I’m working to develop a directory in Airtable that will also export pages to PDF, and I need some help with a “conditional formula” (don’t know if that’s the correct terminology) that will pull in certain records in what I think is a self-joining relationship (but I’m not sure).

I started by converting a Filemaker Pro solution to Airtable, but then for various reasons set forth in this article https://support.airtable.com/hc/en-us/articles/360007520454-Combining-multiple-tables-into-one-table..., I decided to combine the several tables into one.

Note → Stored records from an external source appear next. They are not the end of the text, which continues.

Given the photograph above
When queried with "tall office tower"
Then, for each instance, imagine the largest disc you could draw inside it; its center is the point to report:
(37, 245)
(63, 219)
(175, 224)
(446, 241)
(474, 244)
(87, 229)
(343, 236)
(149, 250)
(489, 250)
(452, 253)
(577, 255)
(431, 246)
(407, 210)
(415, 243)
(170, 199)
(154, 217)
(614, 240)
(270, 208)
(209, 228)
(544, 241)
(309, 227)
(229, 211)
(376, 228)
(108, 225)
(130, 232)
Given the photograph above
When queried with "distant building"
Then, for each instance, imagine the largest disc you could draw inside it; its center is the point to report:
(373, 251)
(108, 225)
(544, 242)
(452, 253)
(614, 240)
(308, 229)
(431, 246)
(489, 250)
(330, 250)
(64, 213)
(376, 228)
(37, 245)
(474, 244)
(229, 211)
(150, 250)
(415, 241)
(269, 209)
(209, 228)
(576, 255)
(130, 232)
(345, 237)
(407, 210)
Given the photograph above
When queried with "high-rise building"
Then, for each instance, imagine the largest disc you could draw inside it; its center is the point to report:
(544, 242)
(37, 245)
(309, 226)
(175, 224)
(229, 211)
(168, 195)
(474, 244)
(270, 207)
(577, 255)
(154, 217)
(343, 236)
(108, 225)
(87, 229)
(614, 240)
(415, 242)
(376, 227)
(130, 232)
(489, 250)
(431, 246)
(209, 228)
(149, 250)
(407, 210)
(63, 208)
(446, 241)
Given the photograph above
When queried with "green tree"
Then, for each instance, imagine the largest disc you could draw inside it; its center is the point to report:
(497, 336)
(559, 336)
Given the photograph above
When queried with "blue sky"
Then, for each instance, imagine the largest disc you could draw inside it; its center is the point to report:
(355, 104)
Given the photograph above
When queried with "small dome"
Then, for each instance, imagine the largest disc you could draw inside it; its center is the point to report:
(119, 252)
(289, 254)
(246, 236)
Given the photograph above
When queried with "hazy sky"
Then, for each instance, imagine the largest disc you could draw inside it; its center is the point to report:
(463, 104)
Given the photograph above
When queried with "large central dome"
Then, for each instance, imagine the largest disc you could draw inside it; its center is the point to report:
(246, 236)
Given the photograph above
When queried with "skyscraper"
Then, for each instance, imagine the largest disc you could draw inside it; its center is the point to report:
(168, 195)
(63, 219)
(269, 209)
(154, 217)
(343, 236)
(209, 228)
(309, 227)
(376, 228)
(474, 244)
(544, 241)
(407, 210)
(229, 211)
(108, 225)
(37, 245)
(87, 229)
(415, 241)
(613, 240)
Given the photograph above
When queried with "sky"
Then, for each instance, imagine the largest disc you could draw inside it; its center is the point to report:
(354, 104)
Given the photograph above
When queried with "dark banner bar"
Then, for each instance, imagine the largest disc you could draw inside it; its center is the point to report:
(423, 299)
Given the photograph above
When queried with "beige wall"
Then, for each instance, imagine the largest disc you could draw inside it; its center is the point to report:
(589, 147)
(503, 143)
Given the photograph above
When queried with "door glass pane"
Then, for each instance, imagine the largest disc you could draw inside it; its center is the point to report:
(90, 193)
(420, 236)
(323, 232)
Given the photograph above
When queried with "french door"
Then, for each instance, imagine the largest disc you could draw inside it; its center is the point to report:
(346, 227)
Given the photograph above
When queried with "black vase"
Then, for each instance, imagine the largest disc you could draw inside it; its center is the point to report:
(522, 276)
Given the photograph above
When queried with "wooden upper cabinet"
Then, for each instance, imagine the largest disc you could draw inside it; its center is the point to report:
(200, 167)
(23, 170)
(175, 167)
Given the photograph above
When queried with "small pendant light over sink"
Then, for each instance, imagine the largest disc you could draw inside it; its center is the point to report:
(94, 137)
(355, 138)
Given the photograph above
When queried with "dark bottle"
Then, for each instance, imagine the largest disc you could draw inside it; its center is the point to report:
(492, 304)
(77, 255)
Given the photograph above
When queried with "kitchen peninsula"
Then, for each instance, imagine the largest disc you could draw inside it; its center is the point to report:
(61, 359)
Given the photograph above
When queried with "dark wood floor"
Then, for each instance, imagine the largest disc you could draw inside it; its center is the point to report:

There are 3 essential views:

  1. Individuals
  2. Households
  3. Directory display (grid and gallery views)

Each household has a unique number and {householdname}, which identifies to which household an individual belongs. In the household, there are “positions” - head, spouse, child, and other adult(s).

In the Directory display view I would like the following fields:

Photo

Household occupants:
({lastname} {, " {firstname} [head] & "& " & {firstname} [spouse]
(skip line)
{child}(ren) [firstname} only, as many as there are, separated by comma-space]
(skip line)
{other adult}(s) [firstname & lastname]
(skip line)
(skip line)
IF not empty: {cell} [of head] & ": " {firstname} [head]
IF not empty: {cell} [of spouse] ": " {firstname} (spouse)

IF not empty: {email} [of head]: {firstname} [head]
IF not empty: {email} [of spouse]: {firstname} (spouse)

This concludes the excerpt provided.